My dear friend died last weekend and I laid flowers at the scene along with some others who were close to the person too. It helped us. So YABU and I hope you never have to remember a loved one in this way.

SpringchickenGoldBrass · 06/03/2011 01:37

FFS do you really want to live in a world cluttered with ripped cellophane, mouldering teddies, rain-drenched photographs and compost? People die in hospitals, workplaces, private homes, restaurants, stations - should everywhere be made available for these piles of commemorative stuff?
Death and bereavement are part of life, but that doesn't mean the trappings have to be all of life and everywhere. There simply isn't room either in physical space or in people's heads. That's why we have designated zones (called 'cemetaries' or indeed 'gardens of remembrance') for people to mourn and remember their loved ones. But life goes on and there is more to life than being expected to mourn everyone else's dead all the time and all over the place.
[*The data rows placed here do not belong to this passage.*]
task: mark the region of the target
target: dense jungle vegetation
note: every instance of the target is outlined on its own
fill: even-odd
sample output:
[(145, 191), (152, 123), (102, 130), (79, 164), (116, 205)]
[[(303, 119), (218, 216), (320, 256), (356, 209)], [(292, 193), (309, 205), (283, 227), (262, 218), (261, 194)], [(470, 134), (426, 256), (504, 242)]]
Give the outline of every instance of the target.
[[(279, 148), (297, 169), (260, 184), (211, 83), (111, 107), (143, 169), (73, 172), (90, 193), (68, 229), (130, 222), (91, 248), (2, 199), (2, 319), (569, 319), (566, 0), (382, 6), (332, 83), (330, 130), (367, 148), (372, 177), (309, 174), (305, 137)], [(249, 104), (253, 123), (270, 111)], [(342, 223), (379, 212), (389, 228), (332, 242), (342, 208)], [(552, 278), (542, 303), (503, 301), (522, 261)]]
AlfalfaMum · 06/03/2011 01:53

yabu

I'm amazed there are people who see fit to get snobby about grief, bandying about words like 'tacky' and 'chavvy'. Get over yourselves Hmm

There's a canal near me, where a couple died during the recent cold snap; they were sitting beside the canal and froze to death (drug users :(). The woman had two children, a few days after there was a flower tribute saying 'MUM' left where they died. So sad.
Anyone want to go and tell those children how 'tacky' their 'bad taste' is?